Water Survey of Canada HYDAT¶

Historical data for lake levels and stream flows in the Rainy River watershed are available from several public sources including the HYDAT database from the Water Survey of Canada (WSC). The HYDAT database database consists of Microsoft Access .mdb file providing data on daily water flows and levels throughout Canada.

For the purposes of these notebooks, individual tables (STATIONS, DLY_FLOWS, and DLY_LEVELS) were extracted from the database as .csv files with MDB Explorer. This notebook then reads the ..csv file to extract information relevant to the Rainy River basin and stores the results in this repository's data directory. Due to size constraints , only the data relevant to the Rainy River Watershed is included in the repository.
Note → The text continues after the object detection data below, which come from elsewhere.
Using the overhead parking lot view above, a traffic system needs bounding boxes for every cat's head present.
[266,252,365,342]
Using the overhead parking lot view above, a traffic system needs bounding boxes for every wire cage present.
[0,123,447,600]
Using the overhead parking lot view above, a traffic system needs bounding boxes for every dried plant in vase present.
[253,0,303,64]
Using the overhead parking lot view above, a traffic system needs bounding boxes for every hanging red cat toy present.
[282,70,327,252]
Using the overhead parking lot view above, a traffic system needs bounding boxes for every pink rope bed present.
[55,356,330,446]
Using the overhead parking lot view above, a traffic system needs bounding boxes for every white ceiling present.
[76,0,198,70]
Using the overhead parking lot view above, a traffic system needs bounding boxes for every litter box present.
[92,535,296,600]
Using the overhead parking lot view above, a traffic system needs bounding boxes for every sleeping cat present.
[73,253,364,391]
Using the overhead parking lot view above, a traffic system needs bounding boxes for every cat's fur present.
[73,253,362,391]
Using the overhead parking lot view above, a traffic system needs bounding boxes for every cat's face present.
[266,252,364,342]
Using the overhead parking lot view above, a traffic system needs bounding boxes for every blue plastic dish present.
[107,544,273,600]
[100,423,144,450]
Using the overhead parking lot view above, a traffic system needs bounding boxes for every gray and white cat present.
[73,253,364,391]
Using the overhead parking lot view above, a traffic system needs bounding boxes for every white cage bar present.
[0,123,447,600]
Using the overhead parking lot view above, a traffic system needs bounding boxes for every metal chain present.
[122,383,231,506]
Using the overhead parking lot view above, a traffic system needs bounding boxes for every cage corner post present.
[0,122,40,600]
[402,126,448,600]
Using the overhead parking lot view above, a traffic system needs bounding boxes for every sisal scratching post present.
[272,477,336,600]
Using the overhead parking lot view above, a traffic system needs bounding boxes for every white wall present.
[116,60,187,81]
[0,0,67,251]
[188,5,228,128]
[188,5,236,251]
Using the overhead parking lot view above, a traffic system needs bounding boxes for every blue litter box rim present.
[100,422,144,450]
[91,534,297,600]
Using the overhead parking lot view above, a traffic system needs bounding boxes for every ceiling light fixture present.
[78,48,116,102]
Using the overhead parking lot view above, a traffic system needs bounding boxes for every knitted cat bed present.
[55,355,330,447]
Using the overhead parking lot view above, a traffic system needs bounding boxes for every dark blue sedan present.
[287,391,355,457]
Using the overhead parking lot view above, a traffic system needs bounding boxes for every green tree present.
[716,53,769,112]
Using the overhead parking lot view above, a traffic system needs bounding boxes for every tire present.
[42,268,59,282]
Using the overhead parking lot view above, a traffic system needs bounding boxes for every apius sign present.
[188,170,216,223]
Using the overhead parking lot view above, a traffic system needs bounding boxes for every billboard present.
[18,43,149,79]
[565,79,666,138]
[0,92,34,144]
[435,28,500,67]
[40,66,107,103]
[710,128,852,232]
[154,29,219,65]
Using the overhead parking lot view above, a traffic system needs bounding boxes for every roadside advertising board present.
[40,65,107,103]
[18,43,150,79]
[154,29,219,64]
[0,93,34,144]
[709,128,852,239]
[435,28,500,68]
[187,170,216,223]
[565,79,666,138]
Neither the HYDAT database or extracted .csv files are included in this repository.

This notebooks is run whenever a new version of the HYDAT database becomes available, normally on a quarterly basis, or if additional flow and level stations are needed in the repository data cache.

Table of Contents¶

Initialization: Load needed libaries and data tables from the HYDAT database.
[Monitoring Stations in the Rainy River Watershed](#Monitoring Stations): Create pandas dataframes for all stations with a geographic box bounded by latitude and longitude. Produces a pickled dataframe WSC_STATIONS in the data directory.
Pickle Level Data to WSC_LEVELS: Extract level data from the HYDAT database and pickle to WSC_LEVELS data set. The pickled dataframe is indexed by date, with columns tagged by station name.
Pickle Flow Data to WSC_FLOWS: Extract level data from the HYDAT database and pickle to WSC_LEVELS data set. The pickled dataframe is indexed by date, with columns tagged by station name.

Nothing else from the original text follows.